Many of the Japanese music therapists have been influenced by Western music therapy approaches. We have considered Western music therapy as the "text book" and tried to model our work on it as close as possible: Nordoff Robbins Music Therapy, behavioral music therapy, analytical music therapy, GIM, etc. Those who have studied music therapy in Europe and the United States seem to have a great enthusiasm in how they could reproduce in Japan the methods they have learned abroad. However, watching the video Dr. Chong has shown, I was suddenly made aware that I have been almost ignoring the resources that I have as Japanese and Asian.
In Japanese culture, there are a lot of resources to support music therapy clients: Japanese music, a unique delicacy in human relationships, the value of the virtue of not standing out, aesthetics, the spiritual tradition, etc. I have been so unaware of the rich resources in Japanese culture.
To begin with, the tradition of "psychotherapy" itself is an import from the Western culture: to build a human relationship under a certain contract in a closed room cut off from the community. Is such a human relationship suitable to the people who live in the Asian countries? To reconsider the "therapeutic relationship" itself must be one of the themes Asian music therapists should think about. All of the Asian countries are in a developing process in terms of the diffusion of "modern music therapy," and there is much we can learn from Western music therapy. However, this does not mean that the Asian music therapists should become "salesmen" of Western style music therapy. In other words, we are not obligated to always import the treatment methods of Western systems.
The more Asian music therapy aims at the high-quality practice of Western methods, the more it stagnates in the limitation of a "copy," and this may prevent us from reaching the real work within human-beings living in the Asian culture. We Asian music therapists should have more awareness on this point.
In Japan some unique music therapy styles exist which are rare to see in overseas countries. Among the clinical practices by the superb music therapists, these unique styles of practice have been refined to a considerable extent.
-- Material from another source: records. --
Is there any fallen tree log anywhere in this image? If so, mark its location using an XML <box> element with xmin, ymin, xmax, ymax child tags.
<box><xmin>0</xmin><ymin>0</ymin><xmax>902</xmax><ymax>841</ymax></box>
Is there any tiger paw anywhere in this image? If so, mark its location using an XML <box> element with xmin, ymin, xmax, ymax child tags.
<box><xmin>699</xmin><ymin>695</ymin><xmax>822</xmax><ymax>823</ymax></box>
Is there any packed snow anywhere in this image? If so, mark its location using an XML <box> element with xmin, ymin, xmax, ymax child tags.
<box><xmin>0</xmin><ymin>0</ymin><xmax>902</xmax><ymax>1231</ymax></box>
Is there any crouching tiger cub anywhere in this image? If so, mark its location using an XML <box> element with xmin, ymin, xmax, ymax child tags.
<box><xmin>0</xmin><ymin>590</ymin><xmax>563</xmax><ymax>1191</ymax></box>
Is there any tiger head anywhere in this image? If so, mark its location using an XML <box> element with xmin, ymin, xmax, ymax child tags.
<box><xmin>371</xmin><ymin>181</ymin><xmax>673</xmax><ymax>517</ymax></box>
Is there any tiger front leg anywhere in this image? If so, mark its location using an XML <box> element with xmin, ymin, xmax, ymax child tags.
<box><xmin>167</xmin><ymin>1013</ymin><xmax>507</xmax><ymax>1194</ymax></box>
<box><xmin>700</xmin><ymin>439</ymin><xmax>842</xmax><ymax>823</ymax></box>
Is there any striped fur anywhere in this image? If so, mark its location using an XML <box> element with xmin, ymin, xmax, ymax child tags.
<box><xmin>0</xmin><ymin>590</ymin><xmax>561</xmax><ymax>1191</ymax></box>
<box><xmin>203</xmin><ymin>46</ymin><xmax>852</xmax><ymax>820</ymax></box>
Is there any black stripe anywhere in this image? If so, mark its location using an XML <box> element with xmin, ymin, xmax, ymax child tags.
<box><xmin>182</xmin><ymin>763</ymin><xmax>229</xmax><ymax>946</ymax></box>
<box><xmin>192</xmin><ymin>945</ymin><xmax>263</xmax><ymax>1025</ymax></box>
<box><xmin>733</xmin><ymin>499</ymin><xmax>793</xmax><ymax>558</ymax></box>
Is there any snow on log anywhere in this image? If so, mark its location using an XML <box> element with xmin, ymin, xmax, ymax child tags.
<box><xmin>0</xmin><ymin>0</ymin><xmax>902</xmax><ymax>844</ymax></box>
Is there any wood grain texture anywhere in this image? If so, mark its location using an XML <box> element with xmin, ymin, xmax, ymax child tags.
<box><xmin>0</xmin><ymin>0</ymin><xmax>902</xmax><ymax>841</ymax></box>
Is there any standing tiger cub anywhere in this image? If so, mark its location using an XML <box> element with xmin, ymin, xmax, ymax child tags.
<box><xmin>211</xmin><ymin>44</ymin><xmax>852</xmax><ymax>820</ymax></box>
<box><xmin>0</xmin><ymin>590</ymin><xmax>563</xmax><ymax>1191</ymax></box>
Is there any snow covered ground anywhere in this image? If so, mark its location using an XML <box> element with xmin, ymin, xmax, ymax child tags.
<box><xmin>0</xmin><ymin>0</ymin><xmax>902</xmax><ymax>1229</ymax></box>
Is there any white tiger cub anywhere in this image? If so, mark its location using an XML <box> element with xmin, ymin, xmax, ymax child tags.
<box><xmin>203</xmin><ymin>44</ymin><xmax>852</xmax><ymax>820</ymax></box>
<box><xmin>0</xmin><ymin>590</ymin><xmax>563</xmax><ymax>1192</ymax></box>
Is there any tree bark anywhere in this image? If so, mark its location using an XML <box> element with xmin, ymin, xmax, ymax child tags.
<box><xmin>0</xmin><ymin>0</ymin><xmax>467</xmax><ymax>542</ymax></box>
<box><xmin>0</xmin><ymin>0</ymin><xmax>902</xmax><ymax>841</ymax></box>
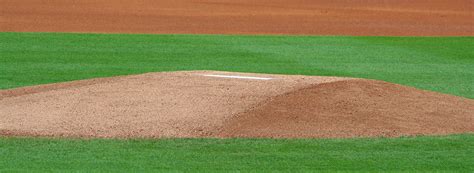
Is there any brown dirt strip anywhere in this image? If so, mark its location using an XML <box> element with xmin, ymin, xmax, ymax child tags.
<box><xmin>0</xmin><ymin>0</ymin><xmax>474</xmax><ymax>36</ymax></box>
<box><xmin>0</xmin><ymin>71</ymin><xmax>474</xmax><ymax>138</ymax></box>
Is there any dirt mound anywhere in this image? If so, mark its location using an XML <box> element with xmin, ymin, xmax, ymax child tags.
<box><xmin>0</xmin><ymin>71</ymin><xmax>474</xmax><ymax>138</ymax></box>
<box><xmin>0</xmin><ymin>0</ymin><xmax>474</xmax><ymax>36</ymax></box>
<box><xmin>222</xmin><ymin>79</ymin><xmax>474</xmax><ymax>138</ymax></box>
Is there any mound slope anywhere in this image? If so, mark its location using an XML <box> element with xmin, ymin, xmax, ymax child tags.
<box><xmin>0</xmin><ymin>71</ymin><xmax>474</xmax><ymax>138</ymax></box>
<box><xmin>0</xmin><ymin>0</ymin><xmax>474</xmax><ymax>35</ymax></box>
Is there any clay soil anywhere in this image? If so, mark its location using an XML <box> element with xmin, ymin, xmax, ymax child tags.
<box><xmin>0</xmin><ymin>71</ymin><xmax>474</xmax><ymax>138</ymax></box>
<box><xmin>0</xmin><ymin>0</ymin><xmax>474</xmax><ymax>36</ymax></box>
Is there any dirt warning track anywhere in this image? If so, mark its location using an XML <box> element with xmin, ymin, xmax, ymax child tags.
<box><xmin>0</xmin><ymin>0</ymin><xmax>474</xmax><ymax>36</ymax></box>
<box><xmin>0</xmin><ymin>71</ymin><xmax>474</xmax><ymax>138</ymax></box>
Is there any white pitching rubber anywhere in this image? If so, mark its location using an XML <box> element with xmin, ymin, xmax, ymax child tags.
<box><xmin>203</xmin><ymin>74</ymin><xmax>273</xmax><ymax>80</ymax></box>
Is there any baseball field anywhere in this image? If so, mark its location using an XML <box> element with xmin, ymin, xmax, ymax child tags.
<box><xmin>0</xmin><ymin>0</ymin><xmax>474</xmax><ymax>172</ymax></box>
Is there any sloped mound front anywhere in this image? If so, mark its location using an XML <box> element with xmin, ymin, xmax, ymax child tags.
<box><xmin>0</xmin><ymin>71</ymin><xmax>474</xmax><ymax>138</ymax></box>
<box><xmin>221</xmin><ymin>79</ymin><xmax>474</xmax><ymax>138</ymax></box>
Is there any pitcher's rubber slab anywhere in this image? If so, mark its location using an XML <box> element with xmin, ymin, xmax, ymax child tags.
<box><xmin>0</xmin><ymin>0</ymin><xmax>474</xmax><ymax>36</ymax></box>
<box><xmin>0</xmin><ymin>71</ymin><xmax>474</xmax><ymax>138</ymax></box>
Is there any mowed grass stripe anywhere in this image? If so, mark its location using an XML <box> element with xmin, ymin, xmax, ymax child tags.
<box><xmin>0</xmin><ymin>33</ymin><xmax>474</xmax><ymax>98</ymax></box>
<box><xmin>0</xmin><ymin>135</ymin><xmax>474</xmax><ymax>172</ymax></box>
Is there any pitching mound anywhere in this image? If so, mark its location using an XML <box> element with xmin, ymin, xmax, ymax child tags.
<box><xmin>0</xmin><ymin>71</ymin><xmax>474</xmax><ymax>138</ymax></box>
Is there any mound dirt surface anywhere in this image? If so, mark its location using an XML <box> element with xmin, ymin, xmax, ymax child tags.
<box><xmin>0</xmin><ymin>71</ymin><xmax>474</xmax><ymax>138</ymax></box>
<box><xmin>0</xmin><ymin>0</ymin><xmax>474</xmax><ymax>36</ymax></box>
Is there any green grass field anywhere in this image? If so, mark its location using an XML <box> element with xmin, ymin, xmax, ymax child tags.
<box><xmin>0</xmin><ymin>135</ymin><xmax>474</xmax><ymax>172</ymax></box>
<box><xmin>0</xmin><ymin>33</ymin><xmax>474</xmax><ymax>98</ymax></box>
<box><xmin>0</xmin><ymin>33</ymin><xmax>474</xmax><ymax>172</ymax></box>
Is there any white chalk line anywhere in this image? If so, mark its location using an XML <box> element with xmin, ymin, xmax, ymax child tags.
<box><xmin>203</xmin><ymin>74</ymin><xmax>273</xmax><ymax>80</ymax></box>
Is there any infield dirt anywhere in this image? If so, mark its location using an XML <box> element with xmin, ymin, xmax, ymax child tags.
<box><xmin>0</xmin><ymin>71</ymin><xmax>474</xmax><ymax>138</ymax></box>
<box><xmin>0</xmin><ymin>0</ymin><xmax>474</xmax><ymax>36</ymax></box>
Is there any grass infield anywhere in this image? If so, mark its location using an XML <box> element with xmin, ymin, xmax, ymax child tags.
<box><xmin>0</xmin><ymin>33</ymin><xmax>474</xmax><ymax>172</ymax></box>
<box><xmin>0</xmin><ymin>33</ymin><xmax>474</xmax><ymax>98</ymax></box>
<box><xmin>0</xmin><ymin>135</ymin><xmax>474</xmax><ymax>172</ymax></box>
However, Japanese music therapists have not been enthusiastic about theorizing i and communicating their ideas overseas. It is the Asian music therapists' responsibility to have at least the same amount of enthusiasm in discovering our own resources and their clinical applications as to learn about Western music therapy. Here, the meaning of resource is not limited only to "using Asian music" or "using Asian musical instruments." We should make an effort to know our excellent resources in all areas of human relationships, community's ways of existing, aesthetics, and perspectives on health.
And: it should become more of a theme for Asian music therapists to communicate those discoveries to Western music therapists.